ProCare’s Fall Collaborative: preventing falls, maintaining community independence and reducing costs

Claims from falls cost Aotearoa New Zealand more than $1.5 billion every year, a figure which has increased year on year since 2015 according to ACC*. Recognising this huge burden on individual patients, whānau, and ultimately the healthcare sector, leading healthcare provider ProCare recently dedicated one of its Better Together Collaboratives to falls prevention in a bid to identify older people most at risk of falls and refer them to strength and balance training.

Dr Sue Wells, Associate Clinical Director for Population Health at ProCare says, “Around a third of over 65s will suffer a fall every year - of these individuals, around 4% end up in hospital and 1% suffer a hip fracture**. For what in many cases can be a preventable injury, a fall can have significant consequences for the individual, particularly for maintaining activities of daily living and requiring increased whānau support and rehabilitation in the community. For some older people, a fall may signal the end of independent living and necessitate moving into aged residential care.

“There is strong evidence that strength and balance-based exercises reduce falls by up to 42% and this intervention may be the most cost-effective approach to fall prevention at a population level***,” continues Dr Wells.
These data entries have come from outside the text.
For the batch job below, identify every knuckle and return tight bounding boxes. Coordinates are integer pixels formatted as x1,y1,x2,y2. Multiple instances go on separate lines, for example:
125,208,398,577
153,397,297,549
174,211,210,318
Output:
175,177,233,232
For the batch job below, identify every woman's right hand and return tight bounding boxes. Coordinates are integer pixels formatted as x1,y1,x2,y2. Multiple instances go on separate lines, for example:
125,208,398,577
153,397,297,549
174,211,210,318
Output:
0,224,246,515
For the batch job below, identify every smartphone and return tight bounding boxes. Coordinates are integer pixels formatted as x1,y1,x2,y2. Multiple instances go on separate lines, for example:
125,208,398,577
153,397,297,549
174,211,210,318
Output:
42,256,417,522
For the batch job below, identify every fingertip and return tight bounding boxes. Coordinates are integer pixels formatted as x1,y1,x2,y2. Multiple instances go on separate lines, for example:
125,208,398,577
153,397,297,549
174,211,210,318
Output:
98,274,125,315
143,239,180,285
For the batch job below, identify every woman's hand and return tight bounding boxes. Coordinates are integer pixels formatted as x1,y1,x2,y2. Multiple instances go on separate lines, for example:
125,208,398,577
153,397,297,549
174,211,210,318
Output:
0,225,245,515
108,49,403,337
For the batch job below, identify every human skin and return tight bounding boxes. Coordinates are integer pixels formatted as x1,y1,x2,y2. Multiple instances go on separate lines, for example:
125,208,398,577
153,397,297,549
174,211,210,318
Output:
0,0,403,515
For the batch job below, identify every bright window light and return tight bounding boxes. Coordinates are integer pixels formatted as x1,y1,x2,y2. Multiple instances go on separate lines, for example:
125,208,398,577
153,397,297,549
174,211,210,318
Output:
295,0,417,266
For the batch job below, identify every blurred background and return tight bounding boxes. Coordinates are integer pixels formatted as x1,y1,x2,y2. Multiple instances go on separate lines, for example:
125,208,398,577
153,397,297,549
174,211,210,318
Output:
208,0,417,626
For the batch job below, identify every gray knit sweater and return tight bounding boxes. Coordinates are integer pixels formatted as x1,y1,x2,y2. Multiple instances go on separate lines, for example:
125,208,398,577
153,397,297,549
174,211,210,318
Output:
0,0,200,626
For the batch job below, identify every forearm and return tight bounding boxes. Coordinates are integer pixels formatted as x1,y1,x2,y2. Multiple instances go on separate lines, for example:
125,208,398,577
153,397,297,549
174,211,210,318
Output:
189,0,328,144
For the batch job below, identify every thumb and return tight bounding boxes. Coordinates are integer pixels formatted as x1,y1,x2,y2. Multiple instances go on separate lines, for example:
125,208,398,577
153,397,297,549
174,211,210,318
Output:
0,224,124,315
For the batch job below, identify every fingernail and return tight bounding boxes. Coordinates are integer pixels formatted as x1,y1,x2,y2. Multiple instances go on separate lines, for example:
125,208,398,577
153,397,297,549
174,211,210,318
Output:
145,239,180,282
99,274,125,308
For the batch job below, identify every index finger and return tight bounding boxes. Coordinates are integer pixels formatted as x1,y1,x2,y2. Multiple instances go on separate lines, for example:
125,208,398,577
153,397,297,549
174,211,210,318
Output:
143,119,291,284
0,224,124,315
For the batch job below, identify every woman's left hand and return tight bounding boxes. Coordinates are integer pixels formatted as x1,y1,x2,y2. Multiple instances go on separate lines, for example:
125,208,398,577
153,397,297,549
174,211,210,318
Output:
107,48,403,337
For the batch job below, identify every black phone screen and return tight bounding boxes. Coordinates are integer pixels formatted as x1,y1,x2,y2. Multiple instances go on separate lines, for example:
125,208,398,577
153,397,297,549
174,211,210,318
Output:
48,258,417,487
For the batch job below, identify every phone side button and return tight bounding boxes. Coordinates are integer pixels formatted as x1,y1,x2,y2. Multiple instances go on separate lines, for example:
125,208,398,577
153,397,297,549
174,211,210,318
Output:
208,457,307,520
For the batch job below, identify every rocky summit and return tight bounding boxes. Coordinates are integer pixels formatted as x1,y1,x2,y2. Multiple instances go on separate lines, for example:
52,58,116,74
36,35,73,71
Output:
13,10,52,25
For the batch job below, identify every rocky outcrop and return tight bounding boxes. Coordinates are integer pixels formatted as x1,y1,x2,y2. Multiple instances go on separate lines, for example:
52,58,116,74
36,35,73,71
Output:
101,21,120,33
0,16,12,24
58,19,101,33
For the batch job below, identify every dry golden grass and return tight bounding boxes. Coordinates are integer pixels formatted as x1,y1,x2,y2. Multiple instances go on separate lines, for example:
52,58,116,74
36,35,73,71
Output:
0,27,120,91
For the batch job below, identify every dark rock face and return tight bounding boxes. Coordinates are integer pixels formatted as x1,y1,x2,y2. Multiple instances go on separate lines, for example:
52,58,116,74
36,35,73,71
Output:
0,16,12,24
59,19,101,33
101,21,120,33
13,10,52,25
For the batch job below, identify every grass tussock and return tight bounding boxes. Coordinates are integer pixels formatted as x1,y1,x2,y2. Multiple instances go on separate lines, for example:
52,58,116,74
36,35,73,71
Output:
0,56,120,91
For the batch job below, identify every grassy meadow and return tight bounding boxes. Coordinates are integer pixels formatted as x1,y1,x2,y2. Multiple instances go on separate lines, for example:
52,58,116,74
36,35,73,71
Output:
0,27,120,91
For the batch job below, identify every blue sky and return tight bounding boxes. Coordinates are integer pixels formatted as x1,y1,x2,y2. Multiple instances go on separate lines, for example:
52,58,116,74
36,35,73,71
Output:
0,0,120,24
ProCare’s Better Together Collaboratives are an evidence-based quality improvement methodology bringing together teams from different general practices to work in a structured way to improve aspects of their service to patients. They involved learning about best practice, quality improvement tools, skills and change ideas, as well as practice staff sharing their experiences of making improvements in their local settings.
“Our Better Together Collaborative devoted to falls prevention had great results. Those who participated in the collaborative increased their completion of falls risk assessments by 11 percentage points compared to a 4 percentage point increase for the rest of the network,” continues Dr Wells.

“Most pleasingly, we saw an 18 percentage point increase for Māori and 10 percentage point increase for Pacific in falls risk assessment,” she continues****.

“Using falls assessments helps doctors understand the root cause of any potential falls, from physical ability, underlying medical conditions or home safety. Taking preventative measures such as exercising regularly, reviewing medication, assessing footwear, and getting a patient’s eyesight checked can all contribute to reducing the risk of our elderly patients having a bad fall and needing medical attention,” she says.

“Once the falls assessment has been undertaken, then doctors can refer onto strength and balance training or other specialists or programmes that can cater to the patient’s specific needs,” she concludes.

 

Notes:
*ACC injury from falls data: https://www.acc.co.nz/newsroom/media-resources/injuries-from-falls/
** https://www.healthnavigator.org.nz/health-a-z/f/falls-and-falls-prevention/
*** Stanmore, E.K., Mavroeidi, A., de Jong, L.D. et al. The effectiveness and cost-effectiveness of strength and balance Exergames to reduce falls risk for people aged 55 years and older in UK assisted living facilities: a multi-centre, cluster randomised controlled trial. BMC Med 17, 49 (2019). https://doi.org/10.1186/s12916-019-1278-9
**** The cohort for this collaborative looked at the percentage of Māori and Pacific patients aged 65+ and everyone else aged 75+ years who had a falls risk assessment recorded in the PMS in the last 12 months. Overall, the 11 collaborative practices, representing a population of more than 5000 patients 65 plus, increased their completion of falls risk assessment for this population from 1% to 12% (an 11% total increase) whereas, the rest of the network 2% to 6% (4% absolute increase). Any move upward in these figures is considered significant.